Brutale Doppelmoral

Von Sevim Dagdelen

Die völkerrechtswidrige Invasion Aserbaidschans in Bergkarabach, die 200 Tote und 400 Verletzte binnen 24 Stunden forderte – umgerechnet auf die Bevölkerungszahl in Deutschland wären das 340.000 Opfer! – ist allein verstehbar, wenn man die Rolle von Bundesregierung und EU-Kommission dabei mit ins Blickfeld nimmt. Völkerrechtswidrig? Ja sicher, unter eklatanter Verletzung der Madrider Prinzipien von 2007 der Minsk-Gruppe der OSZE in Verbindung mit dem Waffenstillstandsabkommen von 2020, die einen Verzicht auf eine militärische Lösung des Konflikts beinhalten.

Während Baku Städte und Dörfer wie auch einen Stützpunkt der russischen Friedenstruppen attackierte und per Ultimatum eine Kapitulation forderte, sonst würden Bodentruppen den Rest besorgen, verlegten sich Bundesregierung und EU-Spitze auf eine überaus durchsichtige Wortwahl, um den Angriffskrieg Aserbaidschans zu kritisieren. Bundeskanzler Scholz forderte ein »Ende der Kampfhandlungen«, Außenministerin Baerbock wollte den »Beschuss« stoppen, und EU-Ratspräsident Michel versteifte sich auf den Terminus der »Militäraktion«. In der Folge verständigte man sich in der EU, einfach nichts zu tun. Nicht einmal für ein symbolisches Waffenembargo reichte es. Denn im Wirtschaftskrieg gegen Russland ist Baku einfach zu wichtig für Berlin und Brüssel geworden. EU-Kommissionspräsidentin von der Leyen hatte im vergangenen Jahr durch eifriges Antichambrieren einen Gasdeal mit dem Familienclan der Alijews abgeschlossen. Aber auch die Bundesregierung hatte mit ihrem Botschafter Ralf Horlemann in Aserbaidschan durch seinen Besuch im bereits 2020 eroberten Schuschi in Bergkarabach Zeichen gesetzt, dass man jede noch so perfide Schandtat durchwinken würde. Die Menschen in Bergkarabach sind nunmehr auch die Opfer einer europäischen Außenpolitik geworden, die mit brutaler Doppelmoral ausgestattet allein finsteren geopolitischen Maßgaben folgt. Oder anders ausgedrückt, im Ringen gegen den Einfluss Russlands wird von den USA, der Bundesregierung und der EU-Kommission jedes Verbrechen im Einzelfall besehen.
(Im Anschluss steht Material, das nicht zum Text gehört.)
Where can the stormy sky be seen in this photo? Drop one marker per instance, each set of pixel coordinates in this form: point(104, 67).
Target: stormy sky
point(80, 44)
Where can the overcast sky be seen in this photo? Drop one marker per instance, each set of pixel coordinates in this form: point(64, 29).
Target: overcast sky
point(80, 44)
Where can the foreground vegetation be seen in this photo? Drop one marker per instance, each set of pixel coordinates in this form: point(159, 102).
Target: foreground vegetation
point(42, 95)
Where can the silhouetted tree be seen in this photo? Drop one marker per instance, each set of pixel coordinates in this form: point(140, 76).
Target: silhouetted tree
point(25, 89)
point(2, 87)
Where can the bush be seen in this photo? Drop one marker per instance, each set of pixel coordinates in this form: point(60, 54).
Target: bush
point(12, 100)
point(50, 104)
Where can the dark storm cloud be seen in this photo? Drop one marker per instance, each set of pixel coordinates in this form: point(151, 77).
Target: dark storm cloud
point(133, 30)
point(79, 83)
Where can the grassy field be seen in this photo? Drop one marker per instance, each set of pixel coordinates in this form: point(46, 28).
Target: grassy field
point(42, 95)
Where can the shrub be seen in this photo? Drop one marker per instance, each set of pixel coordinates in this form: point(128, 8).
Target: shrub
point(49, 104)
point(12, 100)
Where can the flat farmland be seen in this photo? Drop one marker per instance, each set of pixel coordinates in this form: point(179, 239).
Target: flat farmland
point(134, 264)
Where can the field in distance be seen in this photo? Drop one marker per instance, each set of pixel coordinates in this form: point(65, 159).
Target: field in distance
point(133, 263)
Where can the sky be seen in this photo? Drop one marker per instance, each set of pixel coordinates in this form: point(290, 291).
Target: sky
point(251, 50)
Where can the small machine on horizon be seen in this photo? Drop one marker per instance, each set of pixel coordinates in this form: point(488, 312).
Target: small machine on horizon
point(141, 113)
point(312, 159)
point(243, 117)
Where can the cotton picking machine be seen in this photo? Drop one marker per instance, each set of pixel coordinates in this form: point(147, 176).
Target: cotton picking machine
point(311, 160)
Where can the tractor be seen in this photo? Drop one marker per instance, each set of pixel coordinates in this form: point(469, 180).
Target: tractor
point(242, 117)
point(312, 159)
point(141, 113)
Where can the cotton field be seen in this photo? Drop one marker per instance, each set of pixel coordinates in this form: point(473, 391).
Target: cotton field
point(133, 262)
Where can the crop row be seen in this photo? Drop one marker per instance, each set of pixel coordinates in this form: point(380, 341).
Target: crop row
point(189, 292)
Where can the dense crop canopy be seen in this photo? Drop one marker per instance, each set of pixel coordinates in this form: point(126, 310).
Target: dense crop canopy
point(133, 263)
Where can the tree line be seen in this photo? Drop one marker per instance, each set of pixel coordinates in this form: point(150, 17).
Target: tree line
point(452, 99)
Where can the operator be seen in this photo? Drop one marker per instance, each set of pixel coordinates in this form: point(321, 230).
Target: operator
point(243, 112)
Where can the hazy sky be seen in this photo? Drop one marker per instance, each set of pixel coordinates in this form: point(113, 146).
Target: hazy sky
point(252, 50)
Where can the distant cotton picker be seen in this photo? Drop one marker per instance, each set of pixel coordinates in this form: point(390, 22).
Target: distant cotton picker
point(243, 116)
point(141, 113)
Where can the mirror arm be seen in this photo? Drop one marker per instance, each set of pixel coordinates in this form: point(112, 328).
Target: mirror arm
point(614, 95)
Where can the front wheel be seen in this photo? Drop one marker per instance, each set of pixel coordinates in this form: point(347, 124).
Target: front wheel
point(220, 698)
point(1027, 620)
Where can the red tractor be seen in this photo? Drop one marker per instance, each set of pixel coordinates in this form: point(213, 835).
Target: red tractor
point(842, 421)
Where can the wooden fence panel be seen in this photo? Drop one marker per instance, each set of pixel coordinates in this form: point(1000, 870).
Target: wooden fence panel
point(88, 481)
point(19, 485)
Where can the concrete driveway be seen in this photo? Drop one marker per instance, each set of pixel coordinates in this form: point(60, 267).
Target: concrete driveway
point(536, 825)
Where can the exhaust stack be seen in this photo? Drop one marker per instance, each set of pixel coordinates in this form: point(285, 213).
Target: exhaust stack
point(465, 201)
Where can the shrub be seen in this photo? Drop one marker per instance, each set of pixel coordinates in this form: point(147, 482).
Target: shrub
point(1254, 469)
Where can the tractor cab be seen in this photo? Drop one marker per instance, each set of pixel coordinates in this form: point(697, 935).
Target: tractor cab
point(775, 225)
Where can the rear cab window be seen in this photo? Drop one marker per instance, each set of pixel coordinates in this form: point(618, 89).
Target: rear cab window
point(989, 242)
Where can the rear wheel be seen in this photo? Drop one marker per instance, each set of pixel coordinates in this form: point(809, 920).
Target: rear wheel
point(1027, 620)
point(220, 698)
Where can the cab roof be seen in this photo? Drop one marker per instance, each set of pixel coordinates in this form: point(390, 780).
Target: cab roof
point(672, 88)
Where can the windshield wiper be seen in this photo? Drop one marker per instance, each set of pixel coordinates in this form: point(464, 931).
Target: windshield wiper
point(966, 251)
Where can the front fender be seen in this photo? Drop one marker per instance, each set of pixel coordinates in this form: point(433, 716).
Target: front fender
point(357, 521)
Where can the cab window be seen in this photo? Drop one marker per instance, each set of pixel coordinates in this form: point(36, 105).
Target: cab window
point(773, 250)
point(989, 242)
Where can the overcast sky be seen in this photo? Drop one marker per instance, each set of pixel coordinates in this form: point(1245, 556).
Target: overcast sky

Nach allem, was wir aber wissen, ist der Angriff auf Bergkarabach erst der Anfang. Schenkt man den Worten der Regierung in Baku Glauben, droht schon binnen kurzem die Invasion Aserbaidschans im Süden Armeniens, um einen Landkorridor zur aserbaidschanischen Enklave Nachitschewan und zum eifrigsten Unterstützer Bakus, dem NATO-Mitglied Türkei, zu schaffen. Wer wie der armenische Präsident Paschinjan seine Hoffnungen auf eine Unterstützung des Westens gegenüber Aserbaidschans Angriffen setzt, dürfte sich auch in diesem Fall bitter getäuscht sehen. Zu groß ist das Interesse, auch aus Washington, hier künftig gegen den Iran, der im Süden an Armenien grenzt, zündeln zu können, wie auch Russland, das eine Militärbasis in Armenien hat, aus der Region verdrängen zu können.